Evivo went on the market in the U.S. after receiving approval from the Food and Drug Administration last year. The product is sold on Amazon.com. Evolve also has a license to sell Evivo in Canada, but Brown said the company wants to focus on the U.S. before expanding into other markets.
“Horizon is very anxious to get our product into Asia,” Brown said. “We’re confident this last investment will drive us to profitability.”
Brown declined to state how many units of Evivo have been sold, or how much revenue Evolve has generated, but he did say in an interview that “thousands of babies have taken Evivo in the U.S.”

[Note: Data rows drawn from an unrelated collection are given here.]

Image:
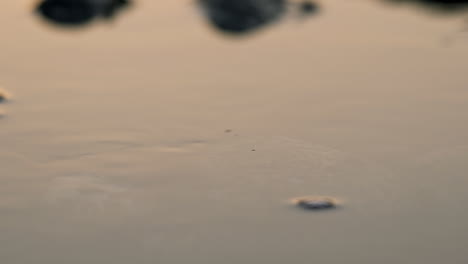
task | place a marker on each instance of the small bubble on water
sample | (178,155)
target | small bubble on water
(316,203)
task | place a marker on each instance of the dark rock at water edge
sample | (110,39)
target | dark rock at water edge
(316,203)
(78,12)
(241,16)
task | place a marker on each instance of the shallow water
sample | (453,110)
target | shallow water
(154,137)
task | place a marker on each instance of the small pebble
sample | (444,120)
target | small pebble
(4,96)
(316,203)
(308,7)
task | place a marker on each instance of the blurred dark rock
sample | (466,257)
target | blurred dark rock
(78,12)
(243,16)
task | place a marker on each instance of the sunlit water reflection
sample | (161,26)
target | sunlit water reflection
(156,139)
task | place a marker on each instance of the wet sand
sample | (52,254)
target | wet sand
(155,138)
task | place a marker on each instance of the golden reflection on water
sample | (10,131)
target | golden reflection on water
(131,141)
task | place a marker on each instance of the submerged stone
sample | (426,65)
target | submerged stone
(4,96)
(316,202)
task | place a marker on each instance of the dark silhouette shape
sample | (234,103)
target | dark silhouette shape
(244,16)
(438,5)
(240,16)
(78,12)
(307,7)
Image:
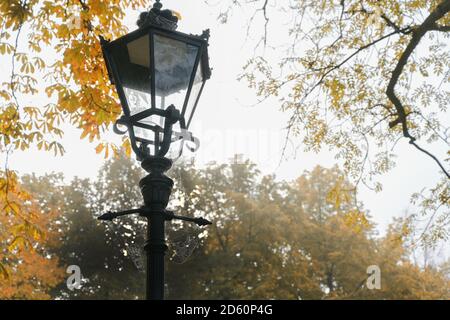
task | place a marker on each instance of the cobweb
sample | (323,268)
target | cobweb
(182,244)
(137,255)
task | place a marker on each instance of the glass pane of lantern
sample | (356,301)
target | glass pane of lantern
(174,64)
(197,86)
(133,63)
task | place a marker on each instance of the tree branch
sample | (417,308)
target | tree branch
(429,24)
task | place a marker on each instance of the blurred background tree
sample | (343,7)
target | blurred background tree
(303,239)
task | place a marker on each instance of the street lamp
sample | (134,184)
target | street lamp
(159,75)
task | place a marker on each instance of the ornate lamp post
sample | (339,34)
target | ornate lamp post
(159,75)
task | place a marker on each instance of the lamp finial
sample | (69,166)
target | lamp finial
(157,17)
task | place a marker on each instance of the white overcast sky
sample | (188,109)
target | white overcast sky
(228,122)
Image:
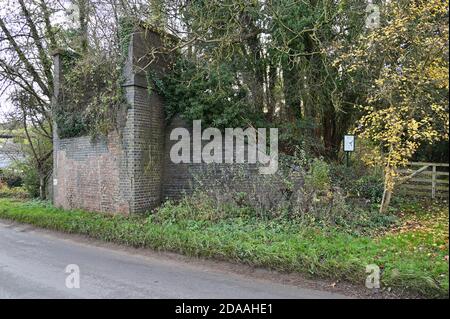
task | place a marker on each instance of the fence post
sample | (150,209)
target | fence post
(433,183)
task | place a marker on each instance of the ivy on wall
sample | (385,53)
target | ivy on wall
(91,92)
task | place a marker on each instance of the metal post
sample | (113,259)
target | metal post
(433,183)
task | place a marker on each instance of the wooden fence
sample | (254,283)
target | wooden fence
(431,180)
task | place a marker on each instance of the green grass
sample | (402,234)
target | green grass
(412,259)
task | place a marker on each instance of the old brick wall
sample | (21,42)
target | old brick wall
(130,170)
(122,172)
(183,178)
(88,175)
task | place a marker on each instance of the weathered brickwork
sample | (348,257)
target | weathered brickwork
(129,171)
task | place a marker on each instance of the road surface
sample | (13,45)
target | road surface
(33,265)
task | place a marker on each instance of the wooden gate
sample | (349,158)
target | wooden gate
(430,180)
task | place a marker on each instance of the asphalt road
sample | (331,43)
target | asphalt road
(33,265)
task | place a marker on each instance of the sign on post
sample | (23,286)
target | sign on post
(349,143)
(349,146)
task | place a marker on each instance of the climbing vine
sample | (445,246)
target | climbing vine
(92,92)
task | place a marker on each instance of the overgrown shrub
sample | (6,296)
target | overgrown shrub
(292,194)
(370,187)
(11,178)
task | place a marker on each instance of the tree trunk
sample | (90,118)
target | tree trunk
(42,186)
(388,190)
(387,195)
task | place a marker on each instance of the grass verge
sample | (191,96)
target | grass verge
(412,259)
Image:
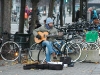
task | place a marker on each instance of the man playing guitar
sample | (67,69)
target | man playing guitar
(41,36)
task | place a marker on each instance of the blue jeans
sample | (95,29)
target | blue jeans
(49,49)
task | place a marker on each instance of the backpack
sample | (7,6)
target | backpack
(95,14)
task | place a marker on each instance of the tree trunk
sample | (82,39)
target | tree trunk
(21,20)
(61,11)
(51,6)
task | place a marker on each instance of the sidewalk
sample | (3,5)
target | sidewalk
(78,69)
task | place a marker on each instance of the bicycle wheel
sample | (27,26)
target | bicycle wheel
(34,47)
(73,50)
(42,55)
(9,51)
(93,46)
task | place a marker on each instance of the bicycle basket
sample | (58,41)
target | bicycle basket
(91,36)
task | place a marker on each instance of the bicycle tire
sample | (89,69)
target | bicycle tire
(75,51)
(9,51)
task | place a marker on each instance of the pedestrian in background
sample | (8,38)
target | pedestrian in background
(94,15)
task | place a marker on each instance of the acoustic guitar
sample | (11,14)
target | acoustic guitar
(43,37)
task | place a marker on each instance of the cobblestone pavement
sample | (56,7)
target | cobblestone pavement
(78,69)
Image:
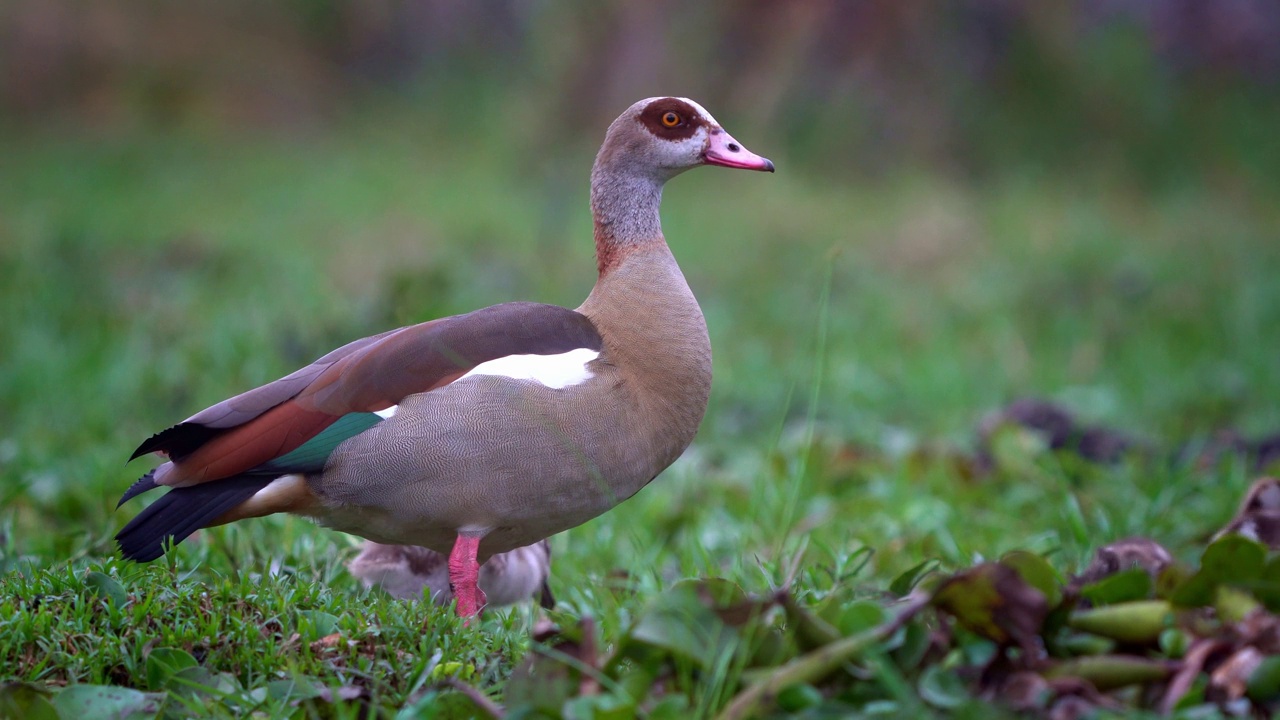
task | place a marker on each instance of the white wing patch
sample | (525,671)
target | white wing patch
(556,372)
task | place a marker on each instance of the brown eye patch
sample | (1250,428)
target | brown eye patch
(671,118)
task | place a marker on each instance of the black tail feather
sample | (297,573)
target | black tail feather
(182,511)
(141,486)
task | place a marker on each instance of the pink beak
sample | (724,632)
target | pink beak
(726,151)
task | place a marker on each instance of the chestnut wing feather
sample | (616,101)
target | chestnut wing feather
(370,374)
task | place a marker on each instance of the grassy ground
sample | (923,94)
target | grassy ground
(860,332)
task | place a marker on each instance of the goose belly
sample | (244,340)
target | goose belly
(510,459)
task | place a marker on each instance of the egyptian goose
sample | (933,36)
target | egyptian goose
(478,433)
(406,570)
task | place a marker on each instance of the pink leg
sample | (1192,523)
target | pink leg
(464,575)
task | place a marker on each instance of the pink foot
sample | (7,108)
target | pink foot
(464,575)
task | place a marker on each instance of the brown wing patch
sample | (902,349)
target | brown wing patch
(273,433)
(689,119)
(365,376)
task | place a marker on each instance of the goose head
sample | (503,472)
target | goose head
(661,137)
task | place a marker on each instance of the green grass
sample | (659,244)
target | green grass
(860,332)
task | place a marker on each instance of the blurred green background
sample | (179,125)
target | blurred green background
(974,201)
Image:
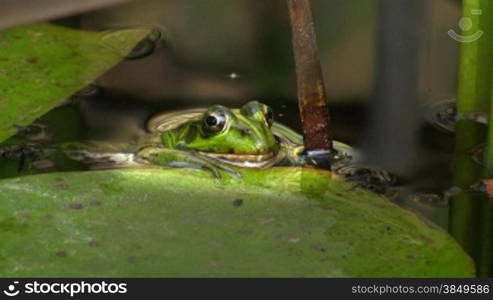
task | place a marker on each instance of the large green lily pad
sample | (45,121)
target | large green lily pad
(42,65)
(155,222)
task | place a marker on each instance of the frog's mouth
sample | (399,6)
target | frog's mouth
(244,160)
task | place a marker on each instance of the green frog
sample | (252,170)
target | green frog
(216,139)
(220,138)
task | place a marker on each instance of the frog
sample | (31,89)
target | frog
(216,138)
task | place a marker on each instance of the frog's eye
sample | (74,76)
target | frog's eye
(269,116)
(214,121)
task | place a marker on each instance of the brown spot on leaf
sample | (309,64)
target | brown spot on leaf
(76,206)
(62,186)
(32,60)
(95,203)
(61,253)
(238,202)
(94,244)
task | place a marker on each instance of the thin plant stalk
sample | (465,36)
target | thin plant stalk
(310,84)
(470,214)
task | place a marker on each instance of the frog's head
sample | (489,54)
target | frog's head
(230,134)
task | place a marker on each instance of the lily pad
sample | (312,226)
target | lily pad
(278,222)
(41,65)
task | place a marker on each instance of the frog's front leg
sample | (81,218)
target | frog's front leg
(182,159)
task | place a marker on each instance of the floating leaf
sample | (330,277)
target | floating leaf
(181,222)
(42,65)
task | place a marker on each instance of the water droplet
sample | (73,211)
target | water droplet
(442,115)
(89,90)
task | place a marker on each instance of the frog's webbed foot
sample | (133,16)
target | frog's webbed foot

With the new $40 million in capital, Brown said Evolve plans to focus on getting its product into hospitals and neonatal care centers. The company also plans to use the funding to educate consumers and medical professionals about Evivo’s benefits, and the science behind it.
Evolve chief scientific officer David Kyle said development of Evivo started after University of California Davis scientists made an important discovery 15 years ago: A beneficial bacterium — called B. infantis — that aids infants’ immune systems was on the verge of extinction, especially in developed countries like the United States.
Studies by Evolve and the university suggest infants who lack the bacteria are more prone to developing severe allergies, and chronic ailments like asthma and diabetes, Kyle said. He said babies receive the bacteria while passing through their mother’s birth canal; children born through Cesarean sections don’t receive it. But Kyle said even children born vaginally are not exposed to enough of the bacteria because a century’s worth of antibiotic use has been killing it.